Namun, ada hal yang sangat mencolok: Bupati sama sekali tak menyebutkan nama media, judul berita, atau nama ASN mana yang dimaksud. Ketidakjelasan ini dinilai Patroli86.com sebagai cara halus untuk mendiskreditkan pers independen. Pasalnya, media ini kerap mengangkat isu kritis seperti sengketa tanah Alahan Panjang dan dugaan penyimpangan urusan pemerintahan.

Fakta Lapangan vs Tuduhan Semu: Siapa yang Benar?

Pihak Patroli86.com mempertanyakan dasar tuduhan tersebut. “Apakah foto, rekaman video, dan dokumen asli yang kami dapat di lapangan otomatis dianggap bohong hanya karena beda dengan ucapan pemerintah?” tegas perwakilan media ini.

Berikut tiga fakta utama yang kami angkat, berbasis bukti kuat namun dianggap mengganggu kenyamanan pejabat:

  • Sengketa Tanah Eks-HGU PT Danau Diatas Makmur: Sejak izin penggunaan tanah habis tahun 2013, Pemkab masih menguasai wilayah ini tanpa bukti kepemilikan sah. Sementara warga adat punya peta sejarah tahun 1986 dan bukti warisan. Kalau ini dibilang hoaks, mana bukti sah milik Pemkab? Mengapa diam saja saat diminta bukti?
  • Kisruh Proyek Wisata & Blokir Kontak: Kepala Dinas Pariwisata sempat akui ada proyek Rp100 juta di wilayah sengketa dan pengerukan lahan tanpa izin lewat pesan WA. Anehnya, tak lama sesudah itu, nomor beliau memblokir akses wartawan. Ini jelas indikasi ada hal yang ingin ditutupi, padahal aturan pers mewajibkan keterbukaan.
  • Pungutan Liar di Jalan: Bukti foto dan video soal pungutan uang liar di jalan menuju Jorong Taluak Dalam sudah jelas beredar. Kalau dibilang berita bohong, pemerintah harus bantah dengan bukti hukum, bukan sekadar menyangkal lewat kata-kata.
Baca juga  Selamat Atas Penunjukan Rasyidi, C.MDF., lulusan FERADI MEDIATORE, Mediator Non Hakim di Pengadilan Negeri Situbondo Kelas IB

Pintu Komunikasi Ditutup, Aturan Diabaikan

Patroli86.com juga soroti sikap pejabat yang sulit dihubungi.
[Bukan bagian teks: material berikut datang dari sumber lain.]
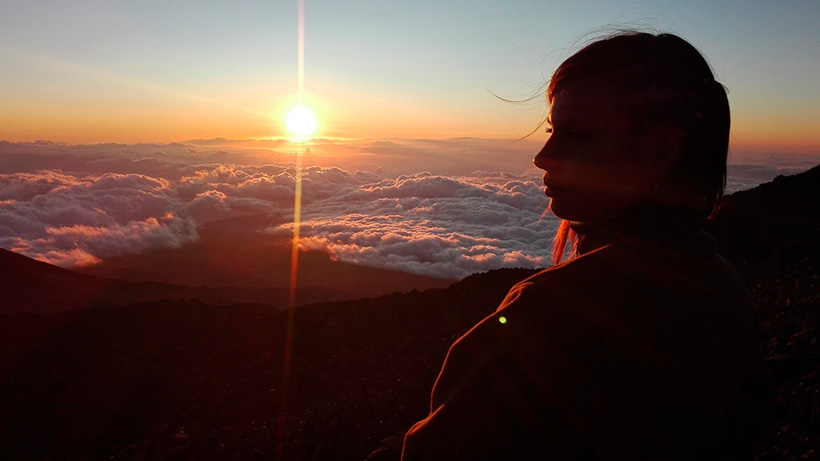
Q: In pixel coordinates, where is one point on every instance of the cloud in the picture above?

Setiap minta penjelasan ke Bupati, Wabup, atau Kepala Dinas, jawabannya sering tak ada, dibalas seperlunya, atau malah nomor kami diblokir. Padahal, Undang-Undang Keterbukaan Informasi mewajibkan pejabat memberi jawaban untuk publik.
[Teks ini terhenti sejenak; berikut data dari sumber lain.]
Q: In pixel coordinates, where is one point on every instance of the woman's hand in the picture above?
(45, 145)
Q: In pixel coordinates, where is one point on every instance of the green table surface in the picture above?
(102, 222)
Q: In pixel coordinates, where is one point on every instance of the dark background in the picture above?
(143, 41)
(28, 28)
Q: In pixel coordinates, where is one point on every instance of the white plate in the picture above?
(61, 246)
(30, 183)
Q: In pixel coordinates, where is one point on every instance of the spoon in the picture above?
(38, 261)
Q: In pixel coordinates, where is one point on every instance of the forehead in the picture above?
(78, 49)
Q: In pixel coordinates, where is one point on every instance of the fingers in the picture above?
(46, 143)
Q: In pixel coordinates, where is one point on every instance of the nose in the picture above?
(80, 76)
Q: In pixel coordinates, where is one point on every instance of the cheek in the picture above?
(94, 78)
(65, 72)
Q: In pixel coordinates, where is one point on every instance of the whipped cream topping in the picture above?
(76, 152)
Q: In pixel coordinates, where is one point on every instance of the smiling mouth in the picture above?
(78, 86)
“Kami tidak sibuk meliput acara seremonial atau pencitraan. Kami hanya awasi kinerja dan hukum berjalan. Kalau kritik berdasar fakta dicap hoaks, artinya pemerintah tak mau dikritik,” ujar perwakilan Patroli86.com.

Tiga Tuntutan Tegas Demi Kebenaran

Agar tak ada keruh dan masyarakat tahu fakta sesungguhnya, Patroli86.com minta Bupati Solok penuhi tiga hal ini:

1. Sebutkan secara jelas: Media mana dan berita apa yang dianggap hoaks. Tuduhan tanpa nama adalah bentuk intimidasi.
2. Tunjukkan bukti: Jika berita kami soal tanah, pungli, atau lingkungan salah, lampirkan dokumen resmi dan fakta pembanding yang sah.
3. Hentikan pembungkaman: Buka kembali akses komunikasi dan jamin wartawan aman bekerja menjalankan tugas pengawasan.

Ingat: Hoaks itu berita tanpa dasar dan rekayasa belaka. Sedangkan jurnalisme kami adalah hasil penelusuran fakta yang jelas. Jangan samakan keduanya hanya karena berita kami dianggap tak enak didengar.